Dietary selenium deficiency or selenomethionine excess drastically alters organ selenium contents without altering the expression of most selenoproteins in mice

Abstract Selenium is an essential trace element and its deficiency can cause cardiomyopathy, arrhythmias, and increased susceptibility to infection. Such clinical symptoms are considered primarily attributed to decreased expression of some of the 25 selenocysteine-containing selenoproteins in humans. Conversely, a selenium-excessive diet can cause acute poisoning and chronic symptoms with unknown mechanisms. To reveal the impact of selenium deficiency and excess on selenoprotein expression in vivo , mice (that possess 24 selenoproteins) were fed with selenium-deficient or selenomethionine-excessive diets for up to 4 weeks and the expression levels of nine representative selenoproteins (glutathione peroxidase [Gpx] 1/2/3/4, thioredoxin reductase 1/2, deiodinase 1, and selenoprotein P/S) were measured in 10 organs (brain, heart, liver, lung, kidney, pancreas, spleen, testis, skeletal muscle, and thymus).
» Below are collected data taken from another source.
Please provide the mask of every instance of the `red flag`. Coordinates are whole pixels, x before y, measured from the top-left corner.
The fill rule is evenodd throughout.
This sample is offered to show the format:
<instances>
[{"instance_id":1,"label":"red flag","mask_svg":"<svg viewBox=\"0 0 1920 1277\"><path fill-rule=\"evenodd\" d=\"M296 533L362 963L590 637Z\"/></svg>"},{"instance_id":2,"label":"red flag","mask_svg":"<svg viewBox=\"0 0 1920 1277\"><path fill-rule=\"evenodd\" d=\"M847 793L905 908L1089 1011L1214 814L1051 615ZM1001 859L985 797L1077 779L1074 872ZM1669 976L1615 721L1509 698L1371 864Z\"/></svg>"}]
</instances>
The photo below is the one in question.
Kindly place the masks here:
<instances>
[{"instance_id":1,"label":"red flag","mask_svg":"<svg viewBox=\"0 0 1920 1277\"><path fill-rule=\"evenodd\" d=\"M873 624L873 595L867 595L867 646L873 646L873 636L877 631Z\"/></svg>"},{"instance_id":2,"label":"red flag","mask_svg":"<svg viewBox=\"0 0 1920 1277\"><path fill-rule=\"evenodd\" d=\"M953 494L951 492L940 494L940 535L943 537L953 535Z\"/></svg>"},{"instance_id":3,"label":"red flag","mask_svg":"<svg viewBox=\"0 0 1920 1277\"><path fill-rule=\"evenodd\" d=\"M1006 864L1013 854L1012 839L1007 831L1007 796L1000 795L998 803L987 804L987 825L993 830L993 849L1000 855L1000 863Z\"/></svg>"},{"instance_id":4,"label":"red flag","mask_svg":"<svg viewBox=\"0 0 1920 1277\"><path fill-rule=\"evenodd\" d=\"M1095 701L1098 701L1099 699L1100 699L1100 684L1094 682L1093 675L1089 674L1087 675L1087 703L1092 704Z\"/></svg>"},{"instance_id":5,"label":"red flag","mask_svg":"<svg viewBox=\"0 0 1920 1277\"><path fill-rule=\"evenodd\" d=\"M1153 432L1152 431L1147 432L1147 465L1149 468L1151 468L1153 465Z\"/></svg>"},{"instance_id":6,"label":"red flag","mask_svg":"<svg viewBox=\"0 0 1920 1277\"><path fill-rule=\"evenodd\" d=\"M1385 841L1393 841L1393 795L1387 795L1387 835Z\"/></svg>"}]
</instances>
We observed a time-dependent decrease in the selenium content of most organs (except testis) of selenium-deficient mice but not in the expression levels of the nine selenoproteins, with the exceptions of Gpx1/2 in the heart/liver/kidney/pancreas/spleen and Gpx3 in the pancreas/spleen. Serum lipid peroxidation levels were upregulated in response to Se deficiency because of the decreased expression/activity of Gpx3, a plasma-type Gpx. In contrast, a time-dependent increase was observed in the selenium content of all organs but not the expression levels of the nine selenoproteins in most organs of selenomethionine-excessive mice; however, markedly elevated protein-bound selenium levels were observed in the liver/kidney. These results suggest that the systemic response to selenium deficiency and selenomethionine excess involves the downregulation of some selenoproteins such as Gpx1/Gpx3 and upregulation of selenium-containing proteins (not selenoproteins), respectively.